- Date: December 31, 1949
- Season: 1949
- Stadium: Ratcliffe Stadium
- Location: Fresno, California
- Referee: C. Martin Welch
- Attendance: 10,000

= 1949 Raisin Bowl (December) =

The 1949 Raisin Bowl (December) was an American college football bowl game played on December 31, 1949 at Ratcliffe Stadium in Fresno, California. The game pitted the San Jose State Spartans and the Texas Tech Red Raiders. This was the fifth and final Raisin Bowl played.

==Background==
San Jose State won eight games in the regular season, though they were invited to their second bowl game in four seasons. Texas Tech finished as champion of the Border Intercollegiate Athletic Association for the third straight year and fourth in seven years (with no champion awarded from 1943–45). This was their fifth bowl game in 11 years.

==Game summary==
- Texas Tech - Hatch 1 yard run
- San Jose State - Wilson 30 yard pass from Menges
- San Jose State - Donaldson 11 yard run
- San Jose State - Donaldson 5 yard run
- Texas Tech - Stuver 76 yard run
In a game that started and ended with fog, San Jose State pulled through with quick scoring to win their second ever bowl game.

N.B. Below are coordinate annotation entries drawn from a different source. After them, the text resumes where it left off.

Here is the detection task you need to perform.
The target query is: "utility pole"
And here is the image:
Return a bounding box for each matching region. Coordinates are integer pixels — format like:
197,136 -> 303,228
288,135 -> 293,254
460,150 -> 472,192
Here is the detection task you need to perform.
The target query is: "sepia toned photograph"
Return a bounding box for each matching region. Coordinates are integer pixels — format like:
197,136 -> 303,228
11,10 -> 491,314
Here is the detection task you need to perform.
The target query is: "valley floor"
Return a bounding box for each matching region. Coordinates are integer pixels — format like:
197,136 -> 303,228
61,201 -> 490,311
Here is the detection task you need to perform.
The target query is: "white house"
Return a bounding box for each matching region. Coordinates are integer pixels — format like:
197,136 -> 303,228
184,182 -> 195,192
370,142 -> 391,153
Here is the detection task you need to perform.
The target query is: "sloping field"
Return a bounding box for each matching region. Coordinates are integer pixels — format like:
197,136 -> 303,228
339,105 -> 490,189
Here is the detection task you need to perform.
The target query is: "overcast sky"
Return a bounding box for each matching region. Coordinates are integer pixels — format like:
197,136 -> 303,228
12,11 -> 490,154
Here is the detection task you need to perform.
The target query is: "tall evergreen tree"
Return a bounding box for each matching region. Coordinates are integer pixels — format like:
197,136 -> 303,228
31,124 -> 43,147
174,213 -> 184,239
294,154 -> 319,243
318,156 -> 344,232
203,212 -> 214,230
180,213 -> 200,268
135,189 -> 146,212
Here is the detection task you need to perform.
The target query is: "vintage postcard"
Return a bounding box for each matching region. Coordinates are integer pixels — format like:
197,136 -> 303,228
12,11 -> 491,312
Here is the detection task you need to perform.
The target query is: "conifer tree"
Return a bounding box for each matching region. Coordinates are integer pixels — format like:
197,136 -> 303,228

| Statistics | Texas Tech | San Jose State |
|---|---|---|
| First downs | 13 | 13 |
| Rushing yards | 254 | 170 |
| Passing yards | 88 | 131 |
| Total offense | 342 | 301 |
| Passing | 4–12–3 | 9–16–1 |
| Fumbles–lost | 3–2 | 3–1 |
| Penalties–yards | 1–5 | 5–27 |
| Return yards | 99 | 131 |
| Punts–average | 4–39.7 | 5–33.8 |

==Aftermath==
With the win, San Jose State had won nine games for the fourth straight season. They did not win 9 games again until 1975. Incidentally, they did not reach a bowl game until the Pasadena Bowl in 1971 and a major bowl game until 1981. Texas Tech returned to a bowl game in 1952, which they won for their first ever win in school history.